例をあげると、ホイヤーの「マイクロトゥールビヨンズ」はクロノメータ認定のトゥールビヨンだ。ブルーナー氏によるとトゥールビヨンのうち95%はクロノメータ認定を受けておらず、それだけトゥールビヨンのクロノメータは難しいとのこと。クロノメータが精度の認定である以上、(少なくとも腕時計の)トゥールビヨンは精度上ほとんど意味のない機構だ。つまりトゥールビヨンは商業上のために必要な機能と言い切っていい。きまま仙人がトゥールビヨンをあまり評価しないのもこの点だ。
マイクロトゥールビヨンズ
"エモーショナル"ということでは、逆に動力部に電池を使っていたとしても、"エモーショナル"な時計はつくれるだろう。「機械式時計」の定義から始めなければならなくなりそうだが、、、
タグ・ホイヤーのV4(ベルト駆動ムーブ)から始まる新技術の時計、マイクロタイマー フライング 1000で1/1000秒計測可能なクロノ、そしてマイクロガーダーではヒゲゼンマイとテンワで構成されるテンプ自体を廃し、まったく新しい調速機構である線形振動子を開発した。V4やマイクロタイマーは多分に商業的な匂いも感じたが、マイクロガーダーの線形振動子にはある意味感動を覚えた。たしかに正しい方向の"エモーショナル"だと思う。
ベルト駆動のV4
カレラマイクログラフ 1/100秒計測可モデル
もうひとつギィ・セモン氏の話の中で、今後に期待できそうだったのが新素材。シリコン コンポジット(複合材料)と言っていた。(約束できないが、)来年には何か発表できるだろうというようなことを言っていた。期待して待ちたい。

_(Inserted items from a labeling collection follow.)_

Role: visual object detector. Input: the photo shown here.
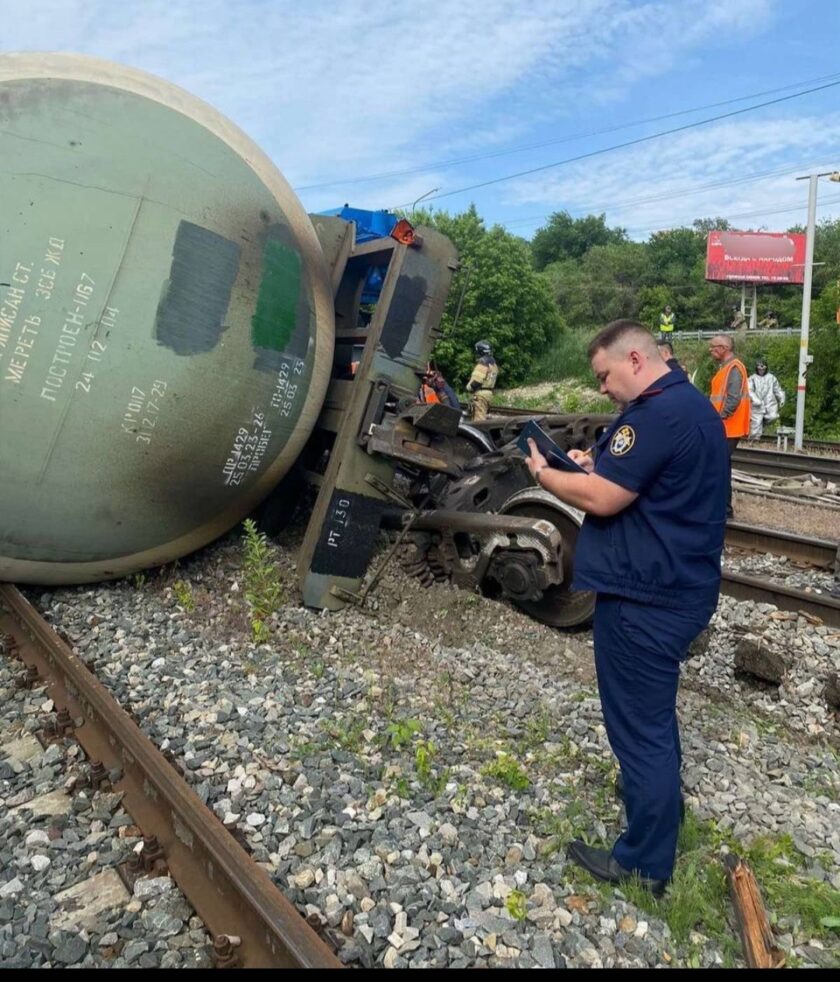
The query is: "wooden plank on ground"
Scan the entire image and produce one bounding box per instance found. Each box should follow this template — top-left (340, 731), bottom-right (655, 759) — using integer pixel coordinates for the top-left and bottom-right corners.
top-left (724, 853), bottom-right (785, 968)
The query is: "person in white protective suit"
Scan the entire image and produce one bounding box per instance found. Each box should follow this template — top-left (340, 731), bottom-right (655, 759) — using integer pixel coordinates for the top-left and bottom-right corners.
top-left (749, 361), bottom-right (785, 440)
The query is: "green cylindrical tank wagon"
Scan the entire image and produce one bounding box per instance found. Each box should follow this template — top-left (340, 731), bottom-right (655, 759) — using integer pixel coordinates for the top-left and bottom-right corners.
top-left (0, 54), bottom-right (334, 583)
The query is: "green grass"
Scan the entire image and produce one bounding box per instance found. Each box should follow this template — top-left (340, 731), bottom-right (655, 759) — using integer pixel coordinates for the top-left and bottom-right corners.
top-left (505, 890), bottom-right (528, 921)
top-left (385, 719), bottom-right (422, 750)
top-left (596, 811), bottom-right (840, 965)
top-left (481, 753), bottom-right (531, 791)
top-left (528, 331), bottom-right (594, 384)
top-left (242, 518), bottom-right (283, 644)
top-left (172, 580), bottom-right (195, 614)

あとマイクロガーダーの線形振動子で、時刻表示用の調速もできるようになると、完全に機械式時計が一世代進化したといえると思うのだけど。普通の機械式腕時計からヒゲゼンマイとテンワがなくなったら。。。
書きたいことはまだまだまだまだあるが、今回はこのへんで。また、タグ・ホイヤーのみならず、他のブランドもまだまだ頑張ってもらいたい。